More than 300 teams of Philadelphia residents participated in the MyHeartMap Challenge during which volunteers used a smartphone application to photograph and map locations of as many automated external defibrillators as possible.
The eight-week challenge kicked off in conjunction with the February 2012 National Heart Month to make the public aware of what automated external defibrillators are and how they resuscitate those in cardiac arrest, said Raina Merchant, MD, co-director of the challenge and assistant professor of emergency medicine at the University of Pennsylvania’s Perelman School of Medicine.
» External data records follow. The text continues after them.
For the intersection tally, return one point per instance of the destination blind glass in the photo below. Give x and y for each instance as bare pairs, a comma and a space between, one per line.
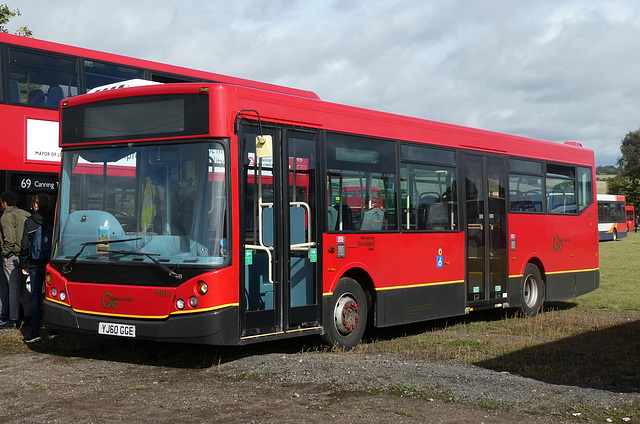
130, 118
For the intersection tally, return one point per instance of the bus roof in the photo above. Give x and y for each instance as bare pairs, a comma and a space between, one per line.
53, 47
279, 108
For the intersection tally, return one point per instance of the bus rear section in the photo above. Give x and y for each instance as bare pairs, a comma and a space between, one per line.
630, 212
612, 220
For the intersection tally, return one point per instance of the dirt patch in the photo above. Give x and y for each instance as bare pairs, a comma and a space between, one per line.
73, 379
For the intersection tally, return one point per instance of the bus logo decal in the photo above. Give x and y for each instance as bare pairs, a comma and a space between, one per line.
112, 302
556, 242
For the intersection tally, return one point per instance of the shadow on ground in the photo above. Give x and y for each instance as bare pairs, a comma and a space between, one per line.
607, 359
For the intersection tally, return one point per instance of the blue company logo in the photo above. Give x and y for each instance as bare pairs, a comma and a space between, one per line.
556, 243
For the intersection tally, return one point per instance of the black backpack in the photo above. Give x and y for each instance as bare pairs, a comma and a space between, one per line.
42, 242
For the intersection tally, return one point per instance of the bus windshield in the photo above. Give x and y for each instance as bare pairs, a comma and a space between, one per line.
160, 204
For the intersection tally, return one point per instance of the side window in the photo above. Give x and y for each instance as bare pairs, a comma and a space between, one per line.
561, 189
100, 73
525, 186
361, 184
40, 80
429, 198
585, 188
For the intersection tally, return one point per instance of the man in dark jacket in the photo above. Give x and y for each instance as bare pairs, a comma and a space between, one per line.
35, 268
12, 222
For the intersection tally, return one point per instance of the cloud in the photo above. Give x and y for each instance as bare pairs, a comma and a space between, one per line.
546, 69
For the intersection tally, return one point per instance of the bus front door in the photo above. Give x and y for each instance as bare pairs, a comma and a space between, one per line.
280, 291
486, 229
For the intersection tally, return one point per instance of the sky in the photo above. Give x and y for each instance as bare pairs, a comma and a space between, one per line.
548, 69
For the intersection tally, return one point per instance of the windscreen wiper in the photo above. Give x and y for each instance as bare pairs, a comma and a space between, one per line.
169, 272
68, 267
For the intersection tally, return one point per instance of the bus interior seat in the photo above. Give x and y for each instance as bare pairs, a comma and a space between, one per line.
332, 218
372, 219
36, 97
347, 219
438, 217
14, 89
54, 96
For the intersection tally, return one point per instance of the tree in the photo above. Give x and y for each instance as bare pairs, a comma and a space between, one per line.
5, 16
630, 160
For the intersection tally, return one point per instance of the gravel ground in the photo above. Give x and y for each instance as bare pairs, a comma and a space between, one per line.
254, 384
The challenge crowdsourced teams of volunteers to locate more than 1,400 defibrillators in more than 500 public and private city buildings. The data collected will be used for a phone app the public can use to find the closest automated external defibrillator to them in an emergency and to create a registry for the device at the city of Philadelphia’s 911 call center. Merchant used blogging, fliers and social media such as Twitter to reach businesses, health organizations and schools about the challenge. The challenge promised a $10,000 prize for locating the most automated external defibrillators.
Places with the highest percentage of all defibrillators were gymnasiums, at 19 percent, followed by schools at 16 percent and office buildings at 11 percent, according to findings presented at the American Heart Association’s November Scientific Sessions meeting. Some participants found defibrillators instantly at a building’s front entrance, while others had to ask around and pound the pavement longer to finally locate one, Merchant said.
Merchant said just having a defibrillator inside a building is not enough. People working inside buildings with automated external defibrillators need to be able to use them in a real emergency, she said.
“You can have 10 AEDs, but if they’re unclearly marked and people don’t feel comfortable using them then it’s the same as them not being there at all,” Merchant told The Nation’s Health.
Merchant said crowdsourcing is a useful public health educational tool to track outbreaks and link the general public with health professionals to better understand and tackle potential public health threats. A tie for first place netted two teams $9,000 each and more participants were ages 40 and older despite the challenge being aimed at young adults in their 20s, Merchant said.
“We felt really encouraged that we were able to reach a really wide audience of the public and provide them with information about a critical cardiovascular health resource that they may otherwise just walk by every day and not pay attention to,” Merchant said.